Summary: In order to make Virginia and U.S. Cyber Range resources broadly accessible to underserved individuals, as well as to reduce exposure to legal complaints under the ADA, the cyber range contracted with a third-party expert to conduct a full assessment of our resources using a Voluntary Product Accessibility Template (VPAT) and to work with our team to remediate accessibility shortfalls. This greatly improves the ability to commercialize the cyber range as many potential U.S. Cyber Range customers insist on a VPAT addressing WCAG 2.1 guidelines and will not use our resources without this. Prior to this project, the Virginia and U.S. Cyber Range Exercise Area, CTF platform, Courseware Repository, and Knowledge Base did not meet modern web accessibility standards.  W3C web accessibility standards are provided in the Web Content Accessibility Guidelines (WCAG) 2.1 (https://www.w3.org/TR/WCAG21/). The DOJ has cited WCAG 2.1 as an acceptable metric for web content accessibility under the ADA. The cyber range contracted with Level Access, a well-known accessibility support company, who did a thorough analysis of our software and services to identify shortfalls. The cyber range development team worked with Level Access to correct deficiencies and had an initial VPAT issued. The team will continue to work with Level Access in the coming years to refine and maintain our significantly enhanced level of web accessibility. This project also expansion of courseware in the cyber range catalog and support of capture-the-flag challenges for Virginia and U.S. Cyber Range competitions.

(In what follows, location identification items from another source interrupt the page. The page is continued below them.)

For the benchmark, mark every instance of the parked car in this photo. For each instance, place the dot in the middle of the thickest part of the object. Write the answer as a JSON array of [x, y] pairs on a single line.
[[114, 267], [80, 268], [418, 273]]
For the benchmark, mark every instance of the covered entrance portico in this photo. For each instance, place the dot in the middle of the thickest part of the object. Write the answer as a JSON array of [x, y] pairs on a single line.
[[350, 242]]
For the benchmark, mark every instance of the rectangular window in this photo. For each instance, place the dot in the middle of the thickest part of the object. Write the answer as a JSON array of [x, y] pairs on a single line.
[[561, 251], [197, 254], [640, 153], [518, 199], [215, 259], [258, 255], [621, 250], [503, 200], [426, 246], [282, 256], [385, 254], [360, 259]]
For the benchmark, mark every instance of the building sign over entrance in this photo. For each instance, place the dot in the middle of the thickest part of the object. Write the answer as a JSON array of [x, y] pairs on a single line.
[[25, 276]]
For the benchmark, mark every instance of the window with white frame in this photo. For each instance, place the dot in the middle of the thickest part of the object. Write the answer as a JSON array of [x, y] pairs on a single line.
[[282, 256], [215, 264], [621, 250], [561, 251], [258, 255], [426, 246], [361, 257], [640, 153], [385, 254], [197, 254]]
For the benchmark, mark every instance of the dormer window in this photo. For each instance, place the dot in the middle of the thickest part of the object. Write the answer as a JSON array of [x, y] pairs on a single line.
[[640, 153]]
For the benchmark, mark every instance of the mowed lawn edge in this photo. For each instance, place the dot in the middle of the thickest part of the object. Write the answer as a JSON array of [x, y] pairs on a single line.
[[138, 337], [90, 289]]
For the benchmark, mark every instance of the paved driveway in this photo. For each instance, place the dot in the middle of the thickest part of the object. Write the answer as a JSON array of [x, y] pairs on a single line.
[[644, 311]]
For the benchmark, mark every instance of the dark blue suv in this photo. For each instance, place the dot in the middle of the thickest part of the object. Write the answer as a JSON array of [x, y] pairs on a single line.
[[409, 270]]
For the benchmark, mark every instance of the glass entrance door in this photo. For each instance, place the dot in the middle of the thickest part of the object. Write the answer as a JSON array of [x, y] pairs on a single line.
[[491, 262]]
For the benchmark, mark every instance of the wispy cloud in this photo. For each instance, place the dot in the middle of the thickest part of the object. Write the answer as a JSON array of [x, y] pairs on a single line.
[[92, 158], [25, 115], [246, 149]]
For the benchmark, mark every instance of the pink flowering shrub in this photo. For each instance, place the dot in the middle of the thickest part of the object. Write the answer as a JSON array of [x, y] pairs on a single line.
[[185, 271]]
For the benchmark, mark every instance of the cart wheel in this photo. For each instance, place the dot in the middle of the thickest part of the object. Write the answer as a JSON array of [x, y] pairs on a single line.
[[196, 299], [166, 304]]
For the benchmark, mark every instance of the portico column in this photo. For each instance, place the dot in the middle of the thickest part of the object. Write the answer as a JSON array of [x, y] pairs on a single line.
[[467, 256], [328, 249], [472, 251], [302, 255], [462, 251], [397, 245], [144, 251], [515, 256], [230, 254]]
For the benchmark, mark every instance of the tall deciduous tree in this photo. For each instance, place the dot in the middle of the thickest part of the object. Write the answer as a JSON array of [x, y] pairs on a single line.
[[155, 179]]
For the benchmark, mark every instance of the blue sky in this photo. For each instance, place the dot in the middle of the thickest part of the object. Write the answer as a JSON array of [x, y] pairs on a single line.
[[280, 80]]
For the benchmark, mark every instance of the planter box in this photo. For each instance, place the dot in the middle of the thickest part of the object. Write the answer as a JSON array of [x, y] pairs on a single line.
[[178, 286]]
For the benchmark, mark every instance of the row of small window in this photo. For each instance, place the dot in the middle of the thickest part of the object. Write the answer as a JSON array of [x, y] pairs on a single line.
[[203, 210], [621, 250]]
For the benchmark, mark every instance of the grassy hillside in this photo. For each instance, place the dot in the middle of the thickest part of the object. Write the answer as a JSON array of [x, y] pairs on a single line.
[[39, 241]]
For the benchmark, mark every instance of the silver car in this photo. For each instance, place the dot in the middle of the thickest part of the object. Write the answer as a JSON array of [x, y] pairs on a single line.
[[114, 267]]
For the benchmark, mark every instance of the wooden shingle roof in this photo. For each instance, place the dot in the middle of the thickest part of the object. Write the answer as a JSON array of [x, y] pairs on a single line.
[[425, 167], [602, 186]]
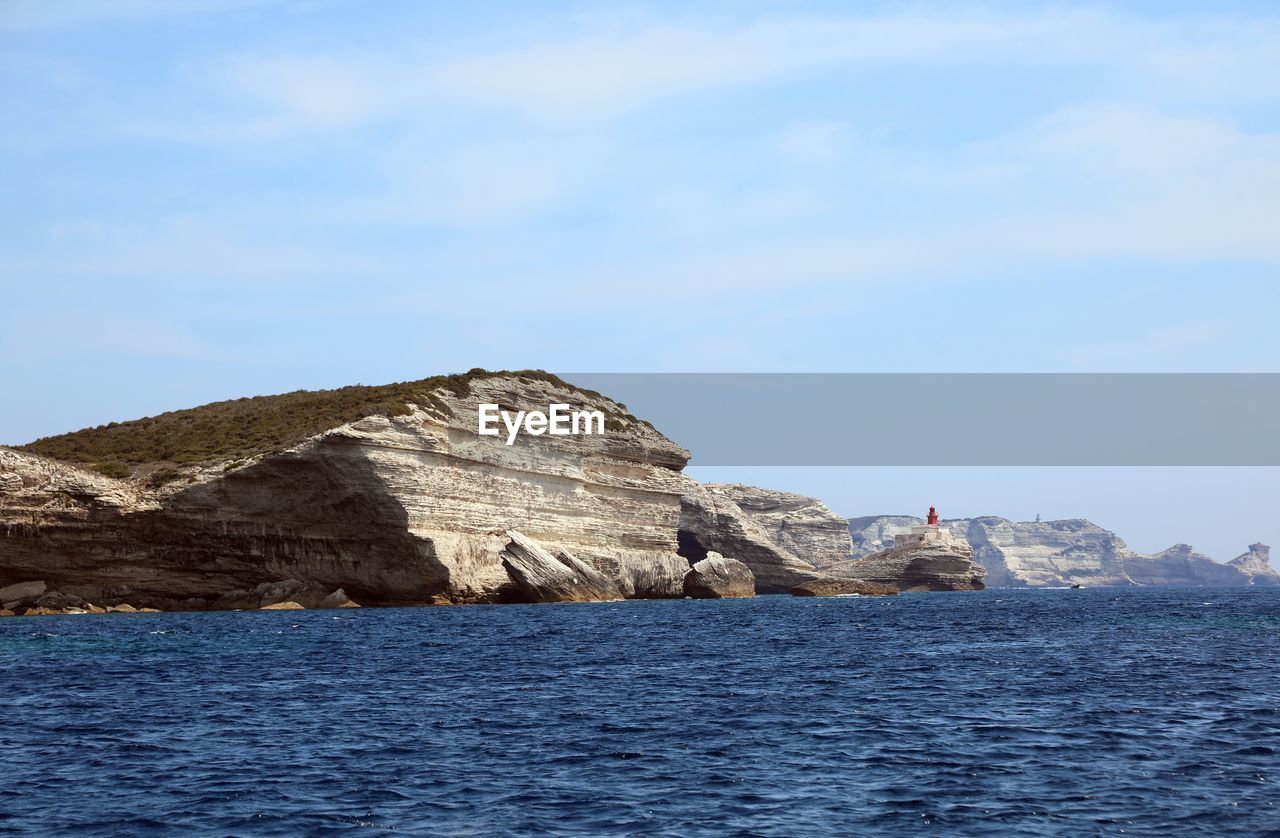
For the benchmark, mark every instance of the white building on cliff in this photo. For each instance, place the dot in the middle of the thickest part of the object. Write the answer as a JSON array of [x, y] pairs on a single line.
[[928, 532]]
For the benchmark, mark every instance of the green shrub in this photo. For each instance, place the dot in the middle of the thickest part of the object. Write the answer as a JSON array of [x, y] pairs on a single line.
[[250, 426]]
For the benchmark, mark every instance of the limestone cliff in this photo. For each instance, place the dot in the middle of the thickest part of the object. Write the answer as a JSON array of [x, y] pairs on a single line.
[[393, 508], [1070, 552], [384, 495], [1256, 564], [804, 526], [938, 566], [712, 522]]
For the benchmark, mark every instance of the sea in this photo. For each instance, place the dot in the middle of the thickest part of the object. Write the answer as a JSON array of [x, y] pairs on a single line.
[[1144, 711]]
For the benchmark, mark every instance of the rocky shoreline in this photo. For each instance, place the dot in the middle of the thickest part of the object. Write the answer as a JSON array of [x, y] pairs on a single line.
[[1070, 552], [403, 505]]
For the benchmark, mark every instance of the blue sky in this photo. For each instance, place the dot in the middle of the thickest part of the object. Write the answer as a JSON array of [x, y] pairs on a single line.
[[206, 200]]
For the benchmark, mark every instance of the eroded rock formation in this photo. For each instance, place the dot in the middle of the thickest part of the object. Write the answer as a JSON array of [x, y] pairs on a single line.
[[393, 509], [712, 521], [542, 577], [1256, 564], [718, 577], [842, 587], [1072, 552], [940, 566]]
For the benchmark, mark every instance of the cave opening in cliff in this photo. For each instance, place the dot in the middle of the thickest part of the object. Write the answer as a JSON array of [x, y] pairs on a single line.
[[688, 546]]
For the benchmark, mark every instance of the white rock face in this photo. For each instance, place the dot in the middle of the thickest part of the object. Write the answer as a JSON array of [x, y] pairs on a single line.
[[711, 521], [392, 509], [1057, 553], [1257, 564]]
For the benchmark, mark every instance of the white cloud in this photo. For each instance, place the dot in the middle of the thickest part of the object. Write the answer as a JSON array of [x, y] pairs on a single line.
[[606, 72]]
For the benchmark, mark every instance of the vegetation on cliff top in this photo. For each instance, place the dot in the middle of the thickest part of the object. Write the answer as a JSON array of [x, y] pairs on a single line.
[[248, 426]]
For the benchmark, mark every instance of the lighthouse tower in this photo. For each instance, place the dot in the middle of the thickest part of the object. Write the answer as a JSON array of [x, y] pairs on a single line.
[[929, 532]]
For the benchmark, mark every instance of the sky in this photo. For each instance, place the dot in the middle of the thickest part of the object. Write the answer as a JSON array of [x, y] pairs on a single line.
[[206, 198]]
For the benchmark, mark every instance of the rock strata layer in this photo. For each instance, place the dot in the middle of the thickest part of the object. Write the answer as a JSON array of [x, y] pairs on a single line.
[[542, 577], [1070, 552], [931, 567], [842, 587], [718, 577], [400, 502], [711, 521]]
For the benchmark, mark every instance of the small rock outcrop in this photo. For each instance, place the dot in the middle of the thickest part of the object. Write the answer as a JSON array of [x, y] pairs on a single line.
[[540, 576], [803, 526], [1256, 564], [842, 587], [711, 521], [718, 577], [1180, 564], [22, 594], [1069, 552], [940, 566]]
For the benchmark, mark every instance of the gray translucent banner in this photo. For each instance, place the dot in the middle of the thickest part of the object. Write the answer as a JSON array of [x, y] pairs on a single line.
[[958, 419]]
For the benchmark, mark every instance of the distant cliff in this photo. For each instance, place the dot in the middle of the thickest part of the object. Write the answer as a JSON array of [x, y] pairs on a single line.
[[385, 495], [1072, 552]]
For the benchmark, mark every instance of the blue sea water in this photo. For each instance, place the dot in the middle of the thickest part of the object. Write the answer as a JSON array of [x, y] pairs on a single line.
[[1092, 711]]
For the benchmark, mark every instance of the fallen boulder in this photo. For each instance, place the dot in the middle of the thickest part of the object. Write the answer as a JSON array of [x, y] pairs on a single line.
[[842, 587], [540, 576], [938, 566], [19, 592], [718, 577]]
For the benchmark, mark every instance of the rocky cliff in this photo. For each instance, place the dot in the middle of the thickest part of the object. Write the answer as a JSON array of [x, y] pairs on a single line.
[[384, 495], [940, 566], [1072, 552], [1256, 563]]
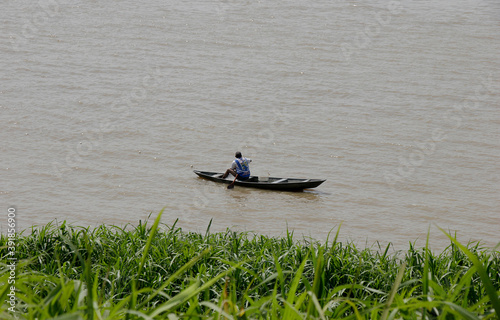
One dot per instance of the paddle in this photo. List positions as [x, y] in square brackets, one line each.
[232, 183]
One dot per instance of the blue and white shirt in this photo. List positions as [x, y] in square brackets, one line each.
[242, 167]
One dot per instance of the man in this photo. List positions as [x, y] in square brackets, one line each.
[240, 167]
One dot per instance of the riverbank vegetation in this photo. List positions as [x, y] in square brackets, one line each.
[153, 271]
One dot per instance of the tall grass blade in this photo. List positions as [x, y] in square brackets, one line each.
[490, 289]
[394, 290]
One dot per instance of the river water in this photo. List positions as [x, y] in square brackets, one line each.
[108, 106]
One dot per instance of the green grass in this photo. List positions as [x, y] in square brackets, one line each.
[161, 272]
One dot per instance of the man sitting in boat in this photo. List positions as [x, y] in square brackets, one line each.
[240, 167]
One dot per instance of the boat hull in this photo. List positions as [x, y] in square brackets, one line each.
[273, 183]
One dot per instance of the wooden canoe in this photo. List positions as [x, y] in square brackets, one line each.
[272, 183]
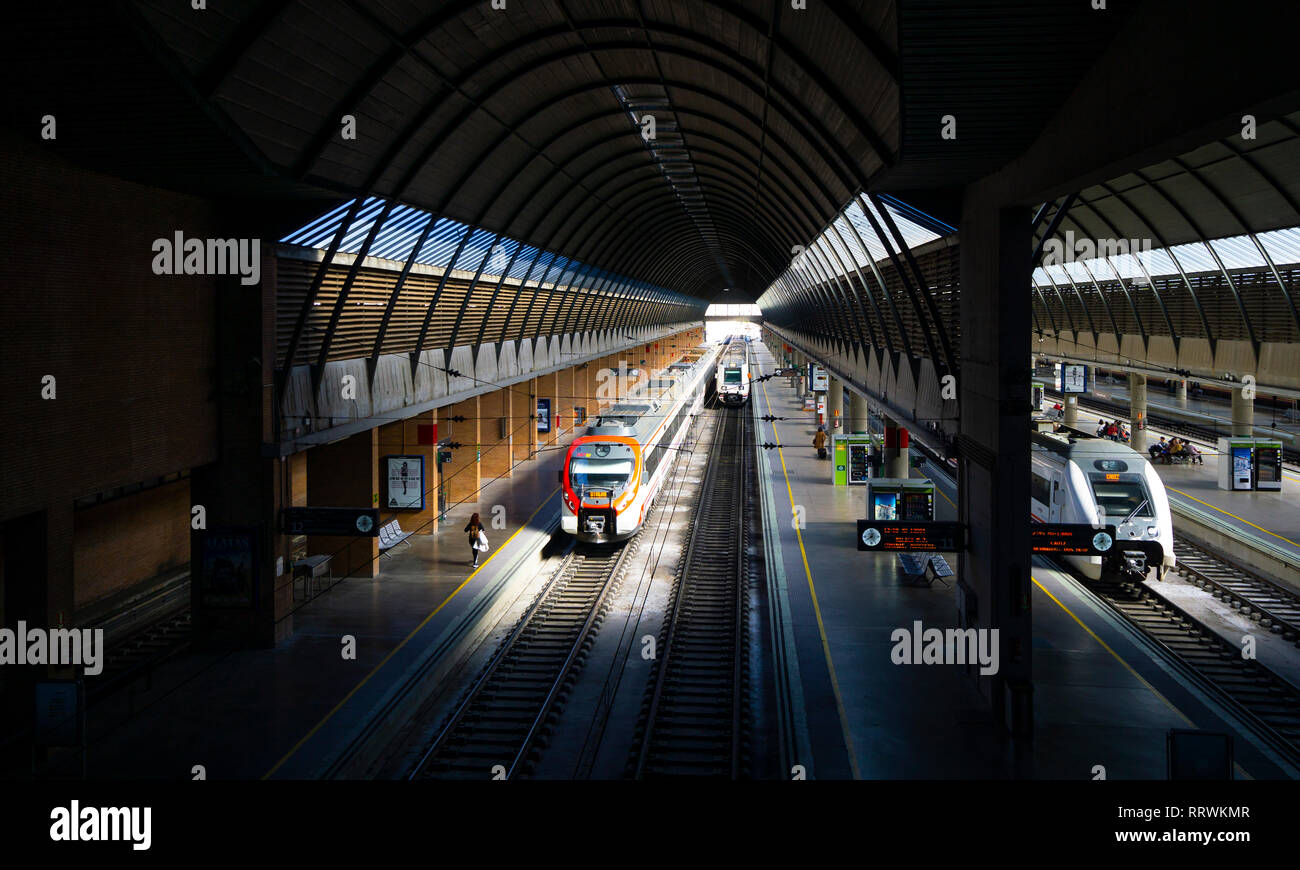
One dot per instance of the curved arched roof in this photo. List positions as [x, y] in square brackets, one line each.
[527, 120]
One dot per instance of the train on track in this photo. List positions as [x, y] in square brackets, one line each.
[733, 379]
[614, 471]
[1077, 477]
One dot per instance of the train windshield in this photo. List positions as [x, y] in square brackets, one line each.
[1121, 501]
[607, 474]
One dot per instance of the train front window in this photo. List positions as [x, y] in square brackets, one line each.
[1121, 501]
[601, 474]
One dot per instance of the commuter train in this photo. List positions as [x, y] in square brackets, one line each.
[614, 470]
[1078, 477]
[733, 377]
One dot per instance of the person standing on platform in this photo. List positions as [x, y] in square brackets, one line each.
[475, 528]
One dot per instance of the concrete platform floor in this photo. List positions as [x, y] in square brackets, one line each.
[286, 711]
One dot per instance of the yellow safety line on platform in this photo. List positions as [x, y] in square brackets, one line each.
[1129, 667]
[1233, 515]
[817, 607]
[1118, 658]
[407, 639]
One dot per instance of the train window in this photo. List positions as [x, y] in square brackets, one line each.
[1040, 489]
[601, 472]
[1118, 500]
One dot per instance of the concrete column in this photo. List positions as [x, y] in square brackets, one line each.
[1070, 415]
[993, 488]
[1138, 411]
[346, 474]
[896, 450]
[494, 410]
[835, 406]
[460, 475]
[1243, 415]
[859, 418]
[523, 427]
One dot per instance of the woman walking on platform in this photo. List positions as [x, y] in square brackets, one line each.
[475, 528]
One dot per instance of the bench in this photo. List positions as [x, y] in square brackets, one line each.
[919, 568]
[311, 568]
[391, 535]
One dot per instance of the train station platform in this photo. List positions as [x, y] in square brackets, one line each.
[1272, 518]
[1103, 698]
[293, 711]
[1216, 412]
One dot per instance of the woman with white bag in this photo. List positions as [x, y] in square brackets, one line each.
[477, 540]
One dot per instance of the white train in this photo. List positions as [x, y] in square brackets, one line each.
[1084, 479]
[733, 376]
[614, 470]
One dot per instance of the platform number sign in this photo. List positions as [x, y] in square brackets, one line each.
[404, 477]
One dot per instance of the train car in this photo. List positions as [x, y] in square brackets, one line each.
[615, 468]
[1082, 479]
[732, 380]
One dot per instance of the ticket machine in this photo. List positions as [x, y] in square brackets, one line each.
[1268, 464]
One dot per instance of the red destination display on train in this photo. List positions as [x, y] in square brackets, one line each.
[1071, 539]
[910, 537]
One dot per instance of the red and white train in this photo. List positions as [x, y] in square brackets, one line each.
[614, 471]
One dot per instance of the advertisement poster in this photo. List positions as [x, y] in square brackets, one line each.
[228, 567]
[404, 476]
[1074, 379]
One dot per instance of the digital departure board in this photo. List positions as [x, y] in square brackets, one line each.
[879, 536]
[1071, 539]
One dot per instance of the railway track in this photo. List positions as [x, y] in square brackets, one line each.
[1273, 606]
[693, 721]
[143, 635]
[1268, 700]
[506, 711]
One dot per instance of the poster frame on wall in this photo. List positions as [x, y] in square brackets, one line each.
[393, 466]
[239, 546]
[544, 415]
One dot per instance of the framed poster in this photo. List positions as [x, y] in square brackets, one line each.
[1074, 379]
[228, 567]
[404, 489]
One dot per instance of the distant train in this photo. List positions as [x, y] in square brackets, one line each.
[733, 377]
[614, 471]
[1082, 479]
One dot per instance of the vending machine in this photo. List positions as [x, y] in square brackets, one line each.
[1268, 464]
[898, 500]
[850, 453]
[1236, 463]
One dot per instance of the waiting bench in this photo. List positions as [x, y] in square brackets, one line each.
[391, 535]
[923, 567]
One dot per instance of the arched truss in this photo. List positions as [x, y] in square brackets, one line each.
[523, 120]
[1221, 225]
[872, 281]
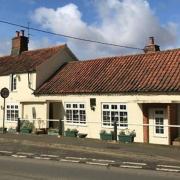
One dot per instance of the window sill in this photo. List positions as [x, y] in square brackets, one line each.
[160, 136]
[73, 124]
[9, 121]
[112, 127]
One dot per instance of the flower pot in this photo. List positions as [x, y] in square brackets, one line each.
[106, 136]
[53, 132]
[126, 138]
[1, 130]
[82, 135]
[25, 130]
[71, 133]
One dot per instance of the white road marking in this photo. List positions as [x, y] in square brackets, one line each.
[24, 153]
[49, 155]
[18, 156]
[95, 163]
[168, 166]
[67, 160]
[79, 158]
[43, 158]
[6, 152]
[166, 169]
[103, 160]
[134, 163]
[134, 167]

1. Title: Startup Toolkit for Early-Stage Potential Ventures
PI:  Mark Mondry
Lead Institution: Virginia Tech
Co-PIs & Institution:  none
Funding Program: FY21 Innovation Program

Summary: The commercialization of technologies from university research generally follows one of two paths: licensing the technology to an established company operating in a relevant market or facilitating the formation of a startup specifically created to pursue a perceived commercial opportunity for the technology and licensing the technology to that startup. When researchers participate in the creation of such a startup, it is referred to as a “spin-out.” Universities encourage researchers to engage in this second path, but only a small number engage in the spinout process for a variety of reasons. Many choose not to engage due to a lack of knowledge and a sense of ambiguity and high risk associated with entrepreneurship. If universities are to amplify economic and social impact from their research, we need to facilitate more spinouts from deep-tech research including cyber technologies. This project involves the creation of module-based informational resources related to the technology commercialization process designed specifically to support the needs of entrepreneurially minded cyber researchers with spinout opportunities. The objective of this project is to foster a more entrepreneurial culture in the SWVA Node cyber research community by anticipating the needs of potential spinout founders and addressing those needs by providing informational on-line resources and tools related to the spinout process. This effort is anticipated to result in increased startup formation by members of the SWVA Node research community.